Enfin, l’abrogation de l’article 43 répondra à l’appel à l’action no 6 de la Commission de vérité et réconciliation. Le gouvernement du Canada s’est engagé à appuyer toutes les recommandations de la Commission de vérité et réconciliation, dont l’une demande l’abrogation de l’article 43. Ce projet de loi nous donne l’occasion d’apporter notre contribution, une occasion qu’il ne faut pas manquer.

J’espère sincèrement que ce projet de loi sera vite renvoyé en comité. Je disais ce qui suit en 2017 et je le redis :

Honorables collègues, nous ne serons pas inondés de centaines de courriels au sujet de ce projet de loi. C’est normal, parce que les principaux intéressés ne savent même pas encore écrire…

— et encore moins voter —

… — ce qui montre à quel point ils sont vulnérables et, par conséquent, à quel point nous sommes responsables de leur protection.

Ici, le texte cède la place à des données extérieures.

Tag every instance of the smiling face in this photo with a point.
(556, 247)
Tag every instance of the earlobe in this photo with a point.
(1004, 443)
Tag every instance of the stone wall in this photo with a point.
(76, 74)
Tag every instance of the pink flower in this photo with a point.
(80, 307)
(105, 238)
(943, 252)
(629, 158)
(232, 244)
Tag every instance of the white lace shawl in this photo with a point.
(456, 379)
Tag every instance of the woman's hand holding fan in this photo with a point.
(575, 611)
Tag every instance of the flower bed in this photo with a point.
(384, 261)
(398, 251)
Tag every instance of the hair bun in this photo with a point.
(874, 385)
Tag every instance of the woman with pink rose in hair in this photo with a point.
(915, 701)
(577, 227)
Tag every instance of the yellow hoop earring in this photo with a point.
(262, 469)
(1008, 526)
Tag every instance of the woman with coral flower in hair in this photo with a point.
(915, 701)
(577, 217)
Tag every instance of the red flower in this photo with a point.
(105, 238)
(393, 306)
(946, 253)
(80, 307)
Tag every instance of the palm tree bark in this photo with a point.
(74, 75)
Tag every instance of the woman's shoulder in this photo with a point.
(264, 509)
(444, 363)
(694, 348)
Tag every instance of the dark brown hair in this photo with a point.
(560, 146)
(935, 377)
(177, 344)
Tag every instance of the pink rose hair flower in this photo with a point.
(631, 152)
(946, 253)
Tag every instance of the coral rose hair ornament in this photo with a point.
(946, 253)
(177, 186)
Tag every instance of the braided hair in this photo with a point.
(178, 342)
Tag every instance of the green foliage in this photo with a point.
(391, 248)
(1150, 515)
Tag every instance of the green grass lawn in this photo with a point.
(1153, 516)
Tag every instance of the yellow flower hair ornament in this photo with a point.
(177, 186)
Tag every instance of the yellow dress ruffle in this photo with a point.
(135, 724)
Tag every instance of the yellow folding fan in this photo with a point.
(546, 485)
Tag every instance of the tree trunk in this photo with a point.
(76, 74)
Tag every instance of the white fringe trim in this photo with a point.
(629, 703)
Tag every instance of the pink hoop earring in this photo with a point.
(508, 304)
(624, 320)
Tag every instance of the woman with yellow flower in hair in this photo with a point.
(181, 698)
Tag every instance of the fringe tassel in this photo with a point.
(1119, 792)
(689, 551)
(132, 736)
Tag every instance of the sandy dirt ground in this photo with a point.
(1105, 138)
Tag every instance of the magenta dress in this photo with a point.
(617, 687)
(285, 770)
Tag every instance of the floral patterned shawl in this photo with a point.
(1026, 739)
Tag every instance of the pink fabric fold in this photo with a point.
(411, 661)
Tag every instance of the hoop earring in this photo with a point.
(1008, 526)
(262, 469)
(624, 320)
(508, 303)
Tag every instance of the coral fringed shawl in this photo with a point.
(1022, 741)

L’intérêt des adultes ne doit jamais l’emporter sur la protection des enfants.

Je vous laisse, chers collègues, sur ces paroles fortes de Nelson Mandela : « Nous devons à nos enfants — les citoyens les plus vulnérables de la société — une vie exempte de violence et de peur. »

Meegwetch. Merci

Son Honneur la Présidente intérimaire

Avant de poursuivre, honorables sénateurs, il est presque 18 heures. Conformément à l’article 3-3(1) du Règlement, je dois quitter le fauteuil jusqu’à 20 heures, à moins que vous ne souhaitiez, honorables sénateurs, ne pas tenir compte de l’heure. Vous plaît-il de faire abstraction de l’heure?